I'm opening up this task to discuss why we should or shouldn't do this, as part of the IP Masking project.
Adding user_is_temp
In the proposed IP Masking architecture, the User::isNamed and User::isTemp functions use a name pattern to establish whether a record in the User table is temp or regular. There are two main downsides of this, for consumers of replicated data and bulk access patterns. Consumers of replicated data would have to copy the name pattern and make sure to stay in sync with any changes (however infrequent). And queries selecting a set of users and wishing to filter by their temporary / permanent nature would have to apply this simple name pattern logic. We think a user_is_temp column would help with these kinds of problems and also be generally useful. However, we acknowledge that this is not a simple issue and open it up for analysis here. Please do feel free to edit the analysis section, especially to compact information from comments below.
Analysis
- a conversation on user types between @tstarling and @daniel is referenced here: T308017#8309324, might be useful to link/summarize here
- from @Ladsgroup, about the schema change itself
- would take about 2-3 months to apply (MariaDB can't do tricks like fast defaults)
- would add <<insert calculation here... 50MB?>> of storage (but this is probably smaller than the additional space temp users are going to take in the user table in general
- has a process that we could drive / coordinate patches / etc, for context about 90 of these were done in 2022
- [Data Engineering] Without this column, we would have to build events that capture the is_temp information as close to a user account being created as possible, so we don't run the risk of propagating bad data downstream. So we would probably build a copy of the user table externally and keep it updated with a Lambda mix of batch and real-time jobs. This would take some doing, and would slow down our ability to adapt to the IP masking changes. We could just use the name pattern, but we try hard to limit replicating logic from MW, preferring data instead.
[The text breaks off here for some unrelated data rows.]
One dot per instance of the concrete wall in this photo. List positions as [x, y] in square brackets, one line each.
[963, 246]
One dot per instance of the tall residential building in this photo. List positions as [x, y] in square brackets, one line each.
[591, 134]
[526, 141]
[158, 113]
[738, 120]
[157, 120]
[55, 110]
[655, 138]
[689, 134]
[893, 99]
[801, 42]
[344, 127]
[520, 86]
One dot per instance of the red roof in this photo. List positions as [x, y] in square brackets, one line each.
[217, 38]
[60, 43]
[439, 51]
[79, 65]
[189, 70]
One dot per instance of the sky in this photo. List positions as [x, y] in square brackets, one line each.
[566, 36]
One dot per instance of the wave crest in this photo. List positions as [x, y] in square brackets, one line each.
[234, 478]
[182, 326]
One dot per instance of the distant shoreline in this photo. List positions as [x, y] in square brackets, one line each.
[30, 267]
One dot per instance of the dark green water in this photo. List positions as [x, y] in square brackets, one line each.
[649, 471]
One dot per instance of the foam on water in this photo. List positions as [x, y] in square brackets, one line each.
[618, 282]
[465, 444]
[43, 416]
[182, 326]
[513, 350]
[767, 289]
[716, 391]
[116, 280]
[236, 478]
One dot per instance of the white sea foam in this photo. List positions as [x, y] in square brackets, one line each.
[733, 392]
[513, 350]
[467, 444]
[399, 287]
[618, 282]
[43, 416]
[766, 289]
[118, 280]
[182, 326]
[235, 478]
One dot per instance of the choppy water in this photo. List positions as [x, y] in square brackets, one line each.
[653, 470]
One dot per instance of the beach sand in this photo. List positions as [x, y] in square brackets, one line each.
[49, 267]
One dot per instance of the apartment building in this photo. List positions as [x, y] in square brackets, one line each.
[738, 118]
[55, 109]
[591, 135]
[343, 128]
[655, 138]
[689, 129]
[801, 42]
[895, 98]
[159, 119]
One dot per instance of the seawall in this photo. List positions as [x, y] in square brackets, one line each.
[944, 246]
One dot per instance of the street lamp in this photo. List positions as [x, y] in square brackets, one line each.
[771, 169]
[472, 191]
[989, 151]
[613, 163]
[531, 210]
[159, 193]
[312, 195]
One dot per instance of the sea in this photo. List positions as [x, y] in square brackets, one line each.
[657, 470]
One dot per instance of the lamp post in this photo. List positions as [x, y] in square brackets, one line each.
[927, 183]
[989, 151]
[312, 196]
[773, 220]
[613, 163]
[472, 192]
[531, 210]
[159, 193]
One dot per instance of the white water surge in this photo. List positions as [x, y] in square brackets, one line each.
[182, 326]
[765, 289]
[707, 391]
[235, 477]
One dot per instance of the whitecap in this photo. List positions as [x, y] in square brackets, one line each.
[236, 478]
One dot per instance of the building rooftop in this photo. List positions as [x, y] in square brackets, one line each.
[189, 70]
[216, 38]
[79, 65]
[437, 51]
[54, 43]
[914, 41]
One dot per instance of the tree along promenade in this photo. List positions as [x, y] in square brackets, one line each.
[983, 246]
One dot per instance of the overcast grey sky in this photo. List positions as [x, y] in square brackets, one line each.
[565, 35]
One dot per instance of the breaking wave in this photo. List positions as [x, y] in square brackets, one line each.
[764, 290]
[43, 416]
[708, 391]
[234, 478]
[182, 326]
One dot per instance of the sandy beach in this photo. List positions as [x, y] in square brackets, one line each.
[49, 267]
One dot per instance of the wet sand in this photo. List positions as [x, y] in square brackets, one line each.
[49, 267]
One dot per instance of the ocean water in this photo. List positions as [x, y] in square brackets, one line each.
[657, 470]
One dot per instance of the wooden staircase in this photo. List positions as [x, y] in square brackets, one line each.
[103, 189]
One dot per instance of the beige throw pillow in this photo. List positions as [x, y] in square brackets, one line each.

- for context, around half of actors are anonymous in any given database, with more in enwiki and less in arwiki, for example
- one use case I thought we could have for user_is_temp is to facilitate deletion of temporary users after some period of inactivity (5 years?). There were two interesting problems with this, worth noting:
- for all tables that join to actor instead of user, this is possible, but there are still tables joining directly to user. So that code would have to be refactored before we could delete records from the user table
- even if we could delete users, the user_is_temp column would not help compared to the name pattern, because there wouldn't be an index on it and reading+applying the pattern would be almost just as fast as reading and checking a boolean
Background on Data Pipelines
We use data from mediawiki (MW) replicas to build data pipelines serving a variety of use cases. So far this has been mostly reports and dashboards, but we're starting to build pipelines that serve production use cases. We rely on the MW schema and adapt our extraction jobs when it changes. With our events work, we hope to find better ways to subscribe to changes MW wishes to make public. But for the foreseeable future, we will continue to want a parallel batch pipeline for accuracy and reliability. We currently differentiate between anonymous and registered user for most of our editing metrics. We are initially guessing that anonymous and temporary users will be somewhat similar, but if big differences arise in these populations, we will re-evaluate.